Antoine apreciaba la atmósfera de los cafés desde sus años de estudiante. El ruido ambiental no lo molestaba. Al contrario, lograba sin dificultad abstraerse del bullicio y sumirse en sus reflexiones. Además, le gustaba esperar. Sobre todo cuando se citaba con un desconocido.
Marcas se levantó sorprendido, derramando el azúcar del café. La desconocida se sentó enseguida tras dejar su carta de identidad masónica sobre la mesa: Isabelle Landrieu.
—No esperaba que fuera una mujer, ¿verdad?
—No; además, al verla entrar he creído…
—¿Que yo era un hombre? Sí, lo sé, hoy debo parecer un muchacho: el pantalón recto, la chaqueta cruzada… Otro día no me habría reconocido, como mujer fatal…
—No, pero precisamente…
—Precisamente ¿qué? ¿Tan insignificante parezco?
—No, al contrario… Esto…
Él vio que ella fruncía el ceño. Se sentía turbado como un adolescente granujiento. Continuó:
—Pero dígame, ¿cuáles son exactamente sus funciones?
—Usted primero. Dígame qué sabe de mí. Hoy no dispongo de mucho tiempo.
Antoine suspiró. Se había pasado buena parte de la noche leyendo el informe que le había entregado el enviado de la obediencia. Se asustó. Por la mañana había llamado a Parell, que se abstuvo de ironizar. Ambos convinieron en que la situación era explosiva. Parell le había propuesto ayuda.
—Escucha, nos es imprescindible. Tenemos a alguien, un especialista en estos asuntos. Tienes que hablar con él. Además, todo queda en casa, ¿entiendes?

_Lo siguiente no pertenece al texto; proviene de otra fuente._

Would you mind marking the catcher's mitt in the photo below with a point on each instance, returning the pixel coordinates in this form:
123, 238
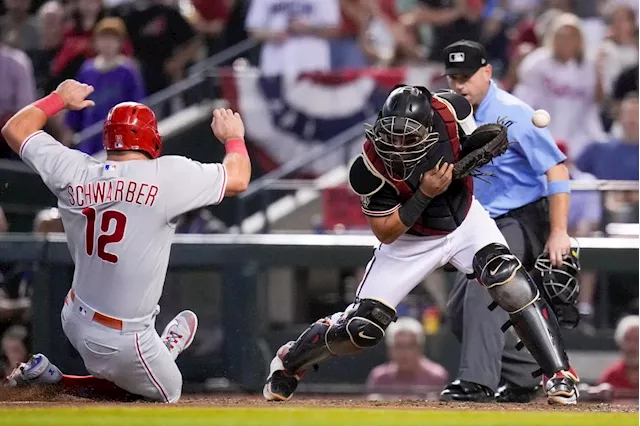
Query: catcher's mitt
485, 143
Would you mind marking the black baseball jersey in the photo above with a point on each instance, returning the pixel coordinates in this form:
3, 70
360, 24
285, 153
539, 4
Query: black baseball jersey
381, 196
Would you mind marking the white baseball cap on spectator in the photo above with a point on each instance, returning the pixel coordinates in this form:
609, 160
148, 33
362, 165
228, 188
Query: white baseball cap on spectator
405, 325
624, 325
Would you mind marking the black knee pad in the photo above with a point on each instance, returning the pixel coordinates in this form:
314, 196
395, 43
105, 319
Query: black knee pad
366, 325
503, 275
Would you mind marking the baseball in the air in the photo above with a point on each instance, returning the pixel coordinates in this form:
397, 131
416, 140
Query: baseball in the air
540, 118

Marcas había entendido perfectamente y había aceptado una cita en un café, en el callejón sin salida Monplaisir. Esperaba a un hermano. Fue una hermana.
—¿Que qué sé? Empecemos por tutearnos. Después de todo somos…
—… de la familia, sí. ¿Y bien?
—Parell me ha dicho que eres especialista en sectas. Que formabas parte de la comisión interministerial. En fin, una experta.
—¿Nada más?
Isabelle introdujo dos dedos en el paquete de cigarrillos de Marcas. En el café, uno de los camareros subió el volumen del televisor a petición de un grupo de turistas belgas que querían escuchar las noticias.
—¿No es suficiente?
—¡No! También soy consejera esporádica del gobierno en todo lo que concierne a las sectas. Ayudo a las asociaciones de defensa, participo en las investigaciones parlamentarias, recabo información. Los periodistas recurren a mí… pero lo que tienes que saber…
—¿Quieres asustarme?
—… Es que estoy aquí en primer lugar como hermana. ¿Has leído el artículo?
—Por desgracia sí.
—Créeme, a través del lamentable caso del ministro, no van por el gobierno, sino por nosotros. Se trata nada menos que de hacernos pasar por un grupo sectario.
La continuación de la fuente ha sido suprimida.